La Chine a inauguré début février une nouvelle route maritime vers la Colombie, renforçant son empreinte en Amérique latine. Un revers pour Washington, malgré la menace de droits de douane brandie par Donald Trump. Revue de détail dans cet article proposé par notre partenaire La newsletter BLOCS.
Une étape majeure dans les relations commerciales entre la Colombie et la Chine a été franchie le 5 février avec l’inauguration d’une liaison maritime directe entre les deux pays. Cette nouvelle route relie le port de Buenaventura (notre photo en couverture) à Shanghai via l’océan Pacifique, avec une escale stratégique au mégaport péruvien de Chancay, une infrastructure de 3,5 milliards de dollars détenue à 60 % par l’armateur chinois Cosco et inaugurée en grande pompe par le président Xi Jinping en novembre dernier.

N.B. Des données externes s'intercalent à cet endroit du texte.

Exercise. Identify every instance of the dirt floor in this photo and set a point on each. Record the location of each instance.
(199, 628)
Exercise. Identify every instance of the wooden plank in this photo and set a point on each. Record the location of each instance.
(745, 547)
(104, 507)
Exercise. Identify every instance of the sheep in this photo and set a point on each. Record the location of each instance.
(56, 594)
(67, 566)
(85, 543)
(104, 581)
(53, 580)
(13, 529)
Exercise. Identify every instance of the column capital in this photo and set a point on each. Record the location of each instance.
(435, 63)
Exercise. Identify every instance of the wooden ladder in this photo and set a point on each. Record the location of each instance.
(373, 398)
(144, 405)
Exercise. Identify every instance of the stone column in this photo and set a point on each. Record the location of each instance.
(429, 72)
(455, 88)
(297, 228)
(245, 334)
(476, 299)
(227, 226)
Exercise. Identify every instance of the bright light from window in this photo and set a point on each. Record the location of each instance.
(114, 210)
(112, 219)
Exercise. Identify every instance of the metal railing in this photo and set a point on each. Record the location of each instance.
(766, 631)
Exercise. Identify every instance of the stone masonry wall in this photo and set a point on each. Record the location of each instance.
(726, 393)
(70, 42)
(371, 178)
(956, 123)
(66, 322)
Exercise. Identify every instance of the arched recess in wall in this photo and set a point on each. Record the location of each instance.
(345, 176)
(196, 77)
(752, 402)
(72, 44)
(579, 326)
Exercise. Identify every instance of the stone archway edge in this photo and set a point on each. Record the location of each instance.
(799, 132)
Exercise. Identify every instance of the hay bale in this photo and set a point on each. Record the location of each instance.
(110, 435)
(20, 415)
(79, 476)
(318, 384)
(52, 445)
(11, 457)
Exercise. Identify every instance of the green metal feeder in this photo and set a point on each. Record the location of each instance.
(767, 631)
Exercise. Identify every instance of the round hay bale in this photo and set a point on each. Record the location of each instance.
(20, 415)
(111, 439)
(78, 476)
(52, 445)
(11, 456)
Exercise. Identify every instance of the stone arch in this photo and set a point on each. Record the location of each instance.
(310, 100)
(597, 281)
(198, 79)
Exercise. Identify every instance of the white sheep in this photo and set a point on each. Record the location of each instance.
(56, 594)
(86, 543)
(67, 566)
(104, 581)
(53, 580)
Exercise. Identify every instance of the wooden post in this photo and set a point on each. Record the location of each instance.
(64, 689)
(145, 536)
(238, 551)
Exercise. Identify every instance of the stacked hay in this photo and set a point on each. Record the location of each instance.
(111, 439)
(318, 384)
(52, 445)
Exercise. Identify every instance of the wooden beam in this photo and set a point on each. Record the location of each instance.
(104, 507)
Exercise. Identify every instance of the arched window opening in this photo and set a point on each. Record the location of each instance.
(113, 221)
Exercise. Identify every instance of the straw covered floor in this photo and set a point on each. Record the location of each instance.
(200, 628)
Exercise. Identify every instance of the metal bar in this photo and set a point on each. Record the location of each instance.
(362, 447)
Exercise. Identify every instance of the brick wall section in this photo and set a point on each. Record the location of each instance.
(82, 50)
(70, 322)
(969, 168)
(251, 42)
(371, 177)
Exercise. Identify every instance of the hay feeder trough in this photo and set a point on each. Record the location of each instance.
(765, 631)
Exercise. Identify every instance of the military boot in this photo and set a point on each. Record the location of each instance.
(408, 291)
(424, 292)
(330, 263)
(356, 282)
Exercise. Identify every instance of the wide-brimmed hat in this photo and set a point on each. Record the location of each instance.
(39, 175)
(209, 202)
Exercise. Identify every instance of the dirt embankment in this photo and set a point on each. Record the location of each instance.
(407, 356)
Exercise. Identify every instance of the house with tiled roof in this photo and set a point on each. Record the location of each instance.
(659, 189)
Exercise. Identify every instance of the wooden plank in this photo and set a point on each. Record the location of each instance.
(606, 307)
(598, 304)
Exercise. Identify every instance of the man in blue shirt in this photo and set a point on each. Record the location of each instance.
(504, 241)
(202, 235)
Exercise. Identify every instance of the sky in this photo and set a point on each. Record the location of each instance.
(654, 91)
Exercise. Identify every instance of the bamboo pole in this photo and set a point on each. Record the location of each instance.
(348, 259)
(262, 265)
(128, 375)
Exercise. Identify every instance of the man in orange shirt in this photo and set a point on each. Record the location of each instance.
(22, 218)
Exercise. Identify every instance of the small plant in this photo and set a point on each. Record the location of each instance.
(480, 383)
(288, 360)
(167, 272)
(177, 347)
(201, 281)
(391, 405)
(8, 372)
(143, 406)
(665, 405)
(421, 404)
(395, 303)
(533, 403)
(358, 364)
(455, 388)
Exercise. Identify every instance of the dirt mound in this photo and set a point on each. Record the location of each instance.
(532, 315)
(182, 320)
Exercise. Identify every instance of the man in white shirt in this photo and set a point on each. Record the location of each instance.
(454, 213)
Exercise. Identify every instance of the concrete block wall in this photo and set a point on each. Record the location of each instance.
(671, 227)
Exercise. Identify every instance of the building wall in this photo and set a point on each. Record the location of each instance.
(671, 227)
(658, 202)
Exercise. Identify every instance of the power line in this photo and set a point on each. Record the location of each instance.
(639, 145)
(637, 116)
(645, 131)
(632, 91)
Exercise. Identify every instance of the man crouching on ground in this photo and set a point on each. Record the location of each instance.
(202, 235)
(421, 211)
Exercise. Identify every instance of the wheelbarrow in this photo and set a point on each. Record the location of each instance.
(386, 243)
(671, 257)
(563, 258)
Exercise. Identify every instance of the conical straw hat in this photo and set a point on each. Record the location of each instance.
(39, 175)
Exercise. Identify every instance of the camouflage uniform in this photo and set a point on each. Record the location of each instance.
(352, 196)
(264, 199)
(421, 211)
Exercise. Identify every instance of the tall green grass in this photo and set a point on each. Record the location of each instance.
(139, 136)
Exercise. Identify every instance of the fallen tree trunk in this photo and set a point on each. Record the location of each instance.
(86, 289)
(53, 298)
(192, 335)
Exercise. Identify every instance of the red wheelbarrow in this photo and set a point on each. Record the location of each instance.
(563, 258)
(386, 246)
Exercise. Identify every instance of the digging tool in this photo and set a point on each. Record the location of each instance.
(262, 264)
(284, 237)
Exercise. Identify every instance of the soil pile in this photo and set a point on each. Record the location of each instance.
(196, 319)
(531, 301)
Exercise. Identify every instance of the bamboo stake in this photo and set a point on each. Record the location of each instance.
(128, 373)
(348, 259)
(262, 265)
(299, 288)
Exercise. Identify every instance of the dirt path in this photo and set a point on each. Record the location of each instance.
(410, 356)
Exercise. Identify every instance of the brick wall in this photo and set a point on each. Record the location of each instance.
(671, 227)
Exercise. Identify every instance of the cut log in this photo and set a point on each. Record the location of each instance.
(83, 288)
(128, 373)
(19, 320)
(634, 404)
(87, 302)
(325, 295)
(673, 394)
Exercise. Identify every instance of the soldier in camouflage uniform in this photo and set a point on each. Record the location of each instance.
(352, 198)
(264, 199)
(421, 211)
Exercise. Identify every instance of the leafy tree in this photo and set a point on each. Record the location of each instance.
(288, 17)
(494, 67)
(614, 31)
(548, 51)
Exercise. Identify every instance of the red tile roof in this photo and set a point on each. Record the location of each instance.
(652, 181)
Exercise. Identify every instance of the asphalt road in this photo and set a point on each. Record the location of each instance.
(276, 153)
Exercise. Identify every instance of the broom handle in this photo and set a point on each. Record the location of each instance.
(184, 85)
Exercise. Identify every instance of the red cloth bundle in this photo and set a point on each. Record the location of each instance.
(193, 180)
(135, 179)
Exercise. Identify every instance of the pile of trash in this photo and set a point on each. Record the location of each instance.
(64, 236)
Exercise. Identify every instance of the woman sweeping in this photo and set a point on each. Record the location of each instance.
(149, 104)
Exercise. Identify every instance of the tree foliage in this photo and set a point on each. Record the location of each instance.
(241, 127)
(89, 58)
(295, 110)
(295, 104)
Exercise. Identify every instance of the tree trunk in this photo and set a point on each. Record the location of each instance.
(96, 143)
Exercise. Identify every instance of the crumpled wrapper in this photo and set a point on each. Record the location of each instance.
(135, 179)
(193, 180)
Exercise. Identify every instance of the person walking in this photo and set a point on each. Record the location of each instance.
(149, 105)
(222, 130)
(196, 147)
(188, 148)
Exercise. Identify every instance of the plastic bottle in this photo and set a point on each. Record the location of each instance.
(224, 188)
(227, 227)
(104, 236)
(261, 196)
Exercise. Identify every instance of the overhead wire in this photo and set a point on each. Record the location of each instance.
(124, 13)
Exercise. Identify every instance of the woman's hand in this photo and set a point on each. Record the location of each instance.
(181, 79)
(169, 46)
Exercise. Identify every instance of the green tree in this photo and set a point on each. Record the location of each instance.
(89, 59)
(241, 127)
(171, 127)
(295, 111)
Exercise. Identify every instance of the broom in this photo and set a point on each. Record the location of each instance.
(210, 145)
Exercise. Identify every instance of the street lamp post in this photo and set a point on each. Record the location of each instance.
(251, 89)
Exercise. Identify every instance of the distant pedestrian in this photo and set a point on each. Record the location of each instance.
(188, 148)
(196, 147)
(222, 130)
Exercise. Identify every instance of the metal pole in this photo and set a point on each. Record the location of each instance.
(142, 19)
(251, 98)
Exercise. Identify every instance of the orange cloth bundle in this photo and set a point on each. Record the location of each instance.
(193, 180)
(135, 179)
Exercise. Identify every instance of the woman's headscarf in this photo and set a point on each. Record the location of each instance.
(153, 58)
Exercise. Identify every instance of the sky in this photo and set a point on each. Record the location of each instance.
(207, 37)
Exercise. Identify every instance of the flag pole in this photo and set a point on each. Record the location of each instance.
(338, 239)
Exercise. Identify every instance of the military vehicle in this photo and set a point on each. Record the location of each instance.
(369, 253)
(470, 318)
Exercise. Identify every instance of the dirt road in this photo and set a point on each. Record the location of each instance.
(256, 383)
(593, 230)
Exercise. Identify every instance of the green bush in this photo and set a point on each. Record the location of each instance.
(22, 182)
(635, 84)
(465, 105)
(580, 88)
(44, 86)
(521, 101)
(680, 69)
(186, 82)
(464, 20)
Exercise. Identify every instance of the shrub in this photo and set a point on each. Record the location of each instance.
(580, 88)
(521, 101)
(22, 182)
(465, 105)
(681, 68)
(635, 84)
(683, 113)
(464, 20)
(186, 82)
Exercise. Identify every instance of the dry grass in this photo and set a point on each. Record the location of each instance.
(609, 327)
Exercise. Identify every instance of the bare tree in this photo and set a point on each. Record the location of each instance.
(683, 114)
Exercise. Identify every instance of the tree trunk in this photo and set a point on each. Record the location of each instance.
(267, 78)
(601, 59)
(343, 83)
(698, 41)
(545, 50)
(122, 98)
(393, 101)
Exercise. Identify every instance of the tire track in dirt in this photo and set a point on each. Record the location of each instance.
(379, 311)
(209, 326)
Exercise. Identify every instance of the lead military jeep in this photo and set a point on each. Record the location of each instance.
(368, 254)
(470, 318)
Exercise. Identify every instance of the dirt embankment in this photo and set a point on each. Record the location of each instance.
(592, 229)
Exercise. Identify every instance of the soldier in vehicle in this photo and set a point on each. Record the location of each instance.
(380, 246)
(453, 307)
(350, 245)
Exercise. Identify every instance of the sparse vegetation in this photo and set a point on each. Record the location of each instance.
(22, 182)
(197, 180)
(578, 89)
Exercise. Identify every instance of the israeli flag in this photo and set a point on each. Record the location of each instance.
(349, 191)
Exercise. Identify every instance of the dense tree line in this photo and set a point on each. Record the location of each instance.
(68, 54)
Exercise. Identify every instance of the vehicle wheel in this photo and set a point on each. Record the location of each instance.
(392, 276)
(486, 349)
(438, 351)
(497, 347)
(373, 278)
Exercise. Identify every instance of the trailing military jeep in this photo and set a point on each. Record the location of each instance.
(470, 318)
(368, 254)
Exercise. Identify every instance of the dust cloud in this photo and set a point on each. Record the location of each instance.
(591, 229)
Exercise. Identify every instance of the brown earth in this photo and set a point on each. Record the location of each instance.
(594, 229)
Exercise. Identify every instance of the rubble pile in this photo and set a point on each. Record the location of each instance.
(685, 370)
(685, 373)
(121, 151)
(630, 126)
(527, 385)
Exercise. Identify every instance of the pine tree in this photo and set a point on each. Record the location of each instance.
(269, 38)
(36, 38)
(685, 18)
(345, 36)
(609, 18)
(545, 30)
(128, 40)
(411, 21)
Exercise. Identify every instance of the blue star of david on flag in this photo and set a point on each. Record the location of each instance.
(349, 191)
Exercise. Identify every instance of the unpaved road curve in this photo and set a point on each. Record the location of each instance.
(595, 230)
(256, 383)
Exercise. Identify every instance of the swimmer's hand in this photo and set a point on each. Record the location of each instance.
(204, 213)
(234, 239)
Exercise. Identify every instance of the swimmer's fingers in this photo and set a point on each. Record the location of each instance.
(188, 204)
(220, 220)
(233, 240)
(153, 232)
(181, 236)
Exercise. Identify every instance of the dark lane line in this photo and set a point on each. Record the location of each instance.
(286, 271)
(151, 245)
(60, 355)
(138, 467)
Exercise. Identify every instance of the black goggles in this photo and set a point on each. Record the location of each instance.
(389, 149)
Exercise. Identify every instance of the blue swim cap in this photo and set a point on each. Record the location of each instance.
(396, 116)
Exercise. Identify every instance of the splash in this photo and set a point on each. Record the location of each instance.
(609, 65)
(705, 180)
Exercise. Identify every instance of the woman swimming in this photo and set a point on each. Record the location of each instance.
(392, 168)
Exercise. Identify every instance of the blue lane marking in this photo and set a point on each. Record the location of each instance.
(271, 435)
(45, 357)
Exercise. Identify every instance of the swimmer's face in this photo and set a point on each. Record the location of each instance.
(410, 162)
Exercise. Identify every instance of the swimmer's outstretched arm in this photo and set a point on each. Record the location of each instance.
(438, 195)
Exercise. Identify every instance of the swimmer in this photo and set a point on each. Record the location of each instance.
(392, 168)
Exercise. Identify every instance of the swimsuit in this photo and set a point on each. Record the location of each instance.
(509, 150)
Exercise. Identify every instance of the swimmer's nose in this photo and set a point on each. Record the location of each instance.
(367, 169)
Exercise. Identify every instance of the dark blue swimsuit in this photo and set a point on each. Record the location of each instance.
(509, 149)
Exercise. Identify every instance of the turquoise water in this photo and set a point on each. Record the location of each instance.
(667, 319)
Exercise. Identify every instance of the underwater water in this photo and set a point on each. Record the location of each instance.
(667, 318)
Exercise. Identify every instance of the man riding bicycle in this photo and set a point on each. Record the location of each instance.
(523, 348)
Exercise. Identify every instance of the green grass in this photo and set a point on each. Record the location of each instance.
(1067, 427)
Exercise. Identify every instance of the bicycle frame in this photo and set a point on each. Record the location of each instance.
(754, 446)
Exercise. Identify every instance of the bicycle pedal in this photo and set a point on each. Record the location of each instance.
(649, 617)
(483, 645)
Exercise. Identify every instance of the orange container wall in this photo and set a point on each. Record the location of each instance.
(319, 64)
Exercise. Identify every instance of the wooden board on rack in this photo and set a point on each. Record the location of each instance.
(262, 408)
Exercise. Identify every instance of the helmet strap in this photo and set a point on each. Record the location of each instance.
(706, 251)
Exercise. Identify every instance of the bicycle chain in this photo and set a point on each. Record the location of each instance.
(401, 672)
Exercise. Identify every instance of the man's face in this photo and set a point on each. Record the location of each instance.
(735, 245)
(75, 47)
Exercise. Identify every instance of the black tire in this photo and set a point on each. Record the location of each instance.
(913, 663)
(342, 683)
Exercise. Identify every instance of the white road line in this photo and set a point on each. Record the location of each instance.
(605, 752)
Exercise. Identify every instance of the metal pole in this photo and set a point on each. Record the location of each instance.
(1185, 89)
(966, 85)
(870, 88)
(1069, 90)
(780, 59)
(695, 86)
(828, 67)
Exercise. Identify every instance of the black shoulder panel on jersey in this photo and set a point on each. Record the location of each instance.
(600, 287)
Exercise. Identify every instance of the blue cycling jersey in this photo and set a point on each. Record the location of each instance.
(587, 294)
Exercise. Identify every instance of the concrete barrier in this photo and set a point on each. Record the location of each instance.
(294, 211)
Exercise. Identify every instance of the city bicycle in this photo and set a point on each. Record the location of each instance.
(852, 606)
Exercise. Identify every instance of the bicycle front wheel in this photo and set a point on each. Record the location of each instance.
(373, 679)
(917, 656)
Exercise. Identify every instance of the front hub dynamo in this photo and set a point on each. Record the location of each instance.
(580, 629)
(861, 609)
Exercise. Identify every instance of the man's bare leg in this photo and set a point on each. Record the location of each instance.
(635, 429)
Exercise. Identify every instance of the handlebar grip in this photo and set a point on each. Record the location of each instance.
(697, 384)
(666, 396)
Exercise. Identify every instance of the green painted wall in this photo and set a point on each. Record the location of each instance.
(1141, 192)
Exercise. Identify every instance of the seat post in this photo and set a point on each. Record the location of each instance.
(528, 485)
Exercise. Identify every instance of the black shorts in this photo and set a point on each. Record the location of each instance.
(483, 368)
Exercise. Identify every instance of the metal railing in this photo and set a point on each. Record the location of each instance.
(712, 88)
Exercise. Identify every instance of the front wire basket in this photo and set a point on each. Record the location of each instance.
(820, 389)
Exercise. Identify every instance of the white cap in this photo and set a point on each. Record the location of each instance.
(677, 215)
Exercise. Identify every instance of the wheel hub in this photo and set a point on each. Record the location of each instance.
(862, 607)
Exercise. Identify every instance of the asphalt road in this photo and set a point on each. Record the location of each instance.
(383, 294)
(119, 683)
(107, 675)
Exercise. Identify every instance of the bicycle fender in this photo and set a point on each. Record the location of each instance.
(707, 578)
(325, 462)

« Bonne nouvelle : Buenaventura renforce ses échanges avec la Chine grâce à une liaison maritime directe assurée par Cosco Shipping », s’est félicité Zhu Jingyang, ambassadeur de Chine en Colombie, en saluant une initiative qui devrait fluidifier les échanges entre la Colombie et la deuxième puissance économique mondiale avec ce nouveau trajet de 25 jours contre 39 jours auparavant.
Le ministre colombien du Commerce extérieur, Luis Carlos Reyes, a également exprimé son enthousiasme, soulignant l’opportunité pour son pays de diversifier ses exportations. « L’inauguration de cette route commerciale maritime entre Shanghai et Buenaventura est un motif de célébration. C’est un grand pas vers le renforcement des relations commerciales entre la Colombie et la Chine », a-t-il déclaré.
Empreinte chinoise en Amérique latine
Cette nouvelle connexion maritime s’inscrit dans le vaste projet chinois de la Nouvelle route de la soie, auquel la Colombie a officiellement adhéré en octobre dernier. Lancée en 2013, cette initiative titanesque, financée par Pékin, vise à renforcer son influence commerciale à travers le développement d’infrastructures portuaires, ferroviaires et terrestres dans des pays tiers.
Les chiffres confirment cette montée en puissance : en 2023, les pays d’Amérique du Sud ont exporté pour 91,2 milliards de dollars de produits vers les États-Unis, contre 181 milliards vers la Chine. Si Washington reste le premier partenaire commercial de pays comme la Colombie et l’Équateur, il y a vingt ans, il dominait l’ensemble de la région, à l’exception du Paraguay.
Mais cette nouvelle route maritime intervient également dans un contexte de relations tendues entre la Colombie et les États-Unis, marqué par le retour au pouvoir de Donald Trump.
Tensions autour du protectionnisme américain
Le 26 janvier dernier, à peine six jours après son investiture, le président américain a menacé d’imposer immédiatement des droits de douane de 25 %, puis de 50%, sur les importations d’origine colombienne après le refus du président colombien Gustavo Petro d’accueillir deux avions militaires transportant des migrants expulsés. Contraint de céder, Petro a finalement accepté les exigences américaines afin d’éviter une escalade économique.
Cette posture protectionniste ainsi que la suspension de la quasi-totalité de l’aide étrangère américaine à travers le programme USAID pourrait cependant avoir des conséquences stratégiques pour Washington.
« À la suite de ce conflit très public, la tactique de Trump pourrait pousser la Colombie à s’éloigner davantage des États-Unis, analyse Gimena Sánchez-Garzoli, de l’Ong WOLA (Washington Office on Latin America). La Colombie est le principal allié des États-Unis en Amérique du Sud en ce qui concerne le commerce et la coopération en matière de migration, de lutte contre les stupéfiants et de sécurité. Le soutien des États-Unis à la Colombie est crucial pour la paix, la justice, le développement économique et la résolution des crises humanitaires et migratoires. Si les affrontements se multiplient et que l’aide américaine continue d’être gelée ou annulée, les États-Unis perdront de l’influence en Colombie, ce qui la conduira directement dans les bras ouverts de la Chine », prévient l’experte.